I have an input data set, which may look something like this:
DF=data.frame(
Variable = c("Test1", "Test2", "Test3"),
Distribution = c("Normal", "Exponential","Poisson"),
Variable = c(2, 3, 4),
SD = c(2, NA, NA))
I want to use the random probability functions (e.g. rnorm rexp and rbinom) using the distributions given in the data frame DF.
So, how do I turn the text input into the correct functions?
I want to use the corresponding values in the Variable and SD columns as the mean values/standard deviations if appropriate.
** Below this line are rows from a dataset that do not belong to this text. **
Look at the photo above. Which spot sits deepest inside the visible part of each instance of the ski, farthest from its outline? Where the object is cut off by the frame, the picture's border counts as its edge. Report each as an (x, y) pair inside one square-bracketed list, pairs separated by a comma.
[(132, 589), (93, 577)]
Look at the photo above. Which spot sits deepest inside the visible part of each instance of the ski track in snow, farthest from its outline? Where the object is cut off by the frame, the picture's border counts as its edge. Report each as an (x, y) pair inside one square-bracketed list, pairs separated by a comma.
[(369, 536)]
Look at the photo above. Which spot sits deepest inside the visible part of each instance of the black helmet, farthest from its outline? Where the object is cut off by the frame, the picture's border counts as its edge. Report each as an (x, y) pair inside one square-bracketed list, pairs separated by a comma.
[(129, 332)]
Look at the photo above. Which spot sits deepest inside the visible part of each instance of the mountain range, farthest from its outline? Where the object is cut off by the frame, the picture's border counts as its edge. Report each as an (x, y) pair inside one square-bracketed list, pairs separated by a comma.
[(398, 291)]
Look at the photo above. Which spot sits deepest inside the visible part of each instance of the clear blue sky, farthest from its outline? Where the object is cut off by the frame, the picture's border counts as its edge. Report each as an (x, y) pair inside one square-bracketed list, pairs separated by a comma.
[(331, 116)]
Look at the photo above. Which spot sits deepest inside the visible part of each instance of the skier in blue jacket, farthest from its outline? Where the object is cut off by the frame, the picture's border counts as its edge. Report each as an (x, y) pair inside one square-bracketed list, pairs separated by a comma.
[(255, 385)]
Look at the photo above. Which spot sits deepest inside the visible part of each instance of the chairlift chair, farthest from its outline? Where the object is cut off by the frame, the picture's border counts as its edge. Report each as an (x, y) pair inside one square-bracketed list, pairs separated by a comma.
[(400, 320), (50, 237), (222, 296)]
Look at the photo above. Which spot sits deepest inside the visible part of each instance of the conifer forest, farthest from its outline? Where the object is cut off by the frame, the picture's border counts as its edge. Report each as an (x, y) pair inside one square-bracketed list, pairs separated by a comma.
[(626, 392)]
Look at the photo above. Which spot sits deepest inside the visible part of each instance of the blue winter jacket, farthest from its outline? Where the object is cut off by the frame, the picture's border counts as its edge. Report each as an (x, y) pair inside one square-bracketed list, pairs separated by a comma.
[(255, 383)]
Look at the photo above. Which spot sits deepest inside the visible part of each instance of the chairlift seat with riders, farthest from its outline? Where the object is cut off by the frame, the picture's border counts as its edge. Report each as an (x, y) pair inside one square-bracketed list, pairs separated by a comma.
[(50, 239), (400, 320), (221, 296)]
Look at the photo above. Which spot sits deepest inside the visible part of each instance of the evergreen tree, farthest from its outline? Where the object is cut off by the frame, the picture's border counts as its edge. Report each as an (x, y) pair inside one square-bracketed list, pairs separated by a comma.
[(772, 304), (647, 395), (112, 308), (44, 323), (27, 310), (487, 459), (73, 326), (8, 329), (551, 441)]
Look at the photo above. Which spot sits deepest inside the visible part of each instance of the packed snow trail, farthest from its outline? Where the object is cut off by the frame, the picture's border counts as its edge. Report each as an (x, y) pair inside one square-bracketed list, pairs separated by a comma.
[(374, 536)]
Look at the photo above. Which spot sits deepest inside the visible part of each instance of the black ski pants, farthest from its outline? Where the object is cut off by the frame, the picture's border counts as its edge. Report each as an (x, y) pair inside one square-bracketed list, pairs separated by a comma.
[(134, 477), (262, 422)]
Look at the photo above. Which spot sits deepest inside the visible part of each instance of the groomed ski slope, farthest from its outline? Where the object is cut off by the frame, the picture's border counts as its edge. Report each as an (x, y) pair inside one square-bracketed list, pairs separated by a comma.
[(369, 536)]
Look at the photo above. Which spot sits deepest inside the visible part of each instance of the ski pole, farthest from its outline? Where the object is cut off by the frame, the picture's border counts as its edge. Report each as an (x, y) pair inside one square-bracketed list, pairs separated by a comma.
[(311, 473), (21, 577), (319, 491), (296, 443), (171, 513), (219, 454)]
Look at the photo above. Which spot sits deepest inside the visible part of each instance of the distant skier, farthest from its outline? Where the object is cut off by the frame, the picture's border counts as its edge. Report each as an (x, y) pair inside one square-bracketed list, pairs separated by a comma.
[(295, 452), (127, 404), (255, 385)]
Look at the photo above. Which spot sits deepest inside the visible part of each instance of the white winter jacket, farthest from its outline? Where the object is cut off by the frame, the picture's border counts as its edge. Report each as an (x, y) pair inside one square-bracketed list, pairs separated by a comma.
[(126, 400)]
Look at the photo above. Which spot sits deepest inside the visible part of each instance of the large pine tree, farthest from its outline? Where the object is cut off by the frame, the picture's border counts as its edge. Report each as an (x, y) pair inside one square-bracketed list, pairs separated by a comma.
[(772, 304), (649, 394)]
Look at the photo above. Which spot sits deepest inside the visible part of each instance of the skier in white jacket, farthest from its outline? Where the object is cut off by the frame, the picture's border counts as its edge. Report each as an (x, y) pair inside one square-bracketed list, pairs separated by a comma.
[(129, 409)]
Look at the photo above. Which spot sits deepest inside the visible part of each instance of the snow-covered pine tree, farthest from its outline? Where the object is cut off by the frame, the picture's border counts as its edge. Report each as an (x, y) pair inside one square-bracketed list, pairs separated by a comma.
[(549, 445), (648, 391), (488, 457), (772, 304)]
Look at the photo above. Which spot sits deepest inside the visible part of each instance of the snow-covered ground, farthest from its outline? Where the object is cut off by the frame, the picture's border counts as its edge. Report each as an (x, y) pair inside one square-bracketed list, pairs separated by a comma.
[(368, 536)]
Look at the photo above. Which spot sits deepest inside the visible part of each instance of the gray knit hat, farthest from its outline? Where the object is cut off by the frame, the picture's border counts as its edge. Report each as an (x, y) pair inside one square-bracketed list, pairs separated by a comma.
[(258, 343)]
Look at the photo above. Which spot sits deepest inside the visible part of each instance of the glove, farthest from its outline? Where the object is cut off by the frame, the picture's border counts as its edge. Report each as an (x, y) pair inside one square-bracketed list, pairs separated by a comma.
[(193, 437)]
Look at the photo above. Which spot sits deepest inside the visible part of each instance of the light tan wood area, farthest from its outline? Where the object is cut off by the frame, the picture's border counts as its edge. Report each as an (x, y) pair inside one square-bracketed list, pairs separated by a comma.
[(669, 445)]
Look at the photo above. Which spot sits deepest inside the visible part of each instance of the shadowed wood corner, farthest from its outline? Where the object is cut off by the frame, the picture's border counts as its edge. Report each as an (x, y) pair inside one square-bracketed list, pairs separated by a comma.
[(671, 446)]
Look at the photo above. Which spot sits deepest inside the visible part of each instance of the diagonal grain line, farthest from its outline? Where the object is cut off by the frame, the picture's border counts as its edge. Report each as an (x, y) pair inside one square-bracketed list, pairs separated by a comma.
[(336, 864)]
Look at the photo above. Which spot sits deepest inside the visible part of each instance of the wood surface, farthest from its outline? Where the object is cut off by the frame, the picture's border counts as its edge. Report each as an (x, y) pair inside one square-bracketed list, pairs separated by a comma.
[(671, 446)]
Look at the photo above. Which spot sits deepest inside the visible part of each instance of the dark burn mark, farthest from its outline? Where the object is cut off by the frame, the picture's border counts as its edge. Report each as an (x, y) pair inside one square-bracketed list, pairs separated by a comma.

@r.user.05apr solution is working, but involves some expression parsing which is not needed here. We might get this a lot easier by creating a list of functions to use them later.
# generating data:
DF=data.frame(
Variable = c("Test1", "Test2", "Test3"),
Distribution = c("Normal", "Exponential","Poisson"),
VariablePrm = c(2, 3, 4),
SD = c(2, NA, NA),
stringsAsFactors = FALSE)
# creating function list and selecting this functions by Distribution column
fun_vec <- c(Normal=rnorm, Exponential=rexp, Poisson=rpois)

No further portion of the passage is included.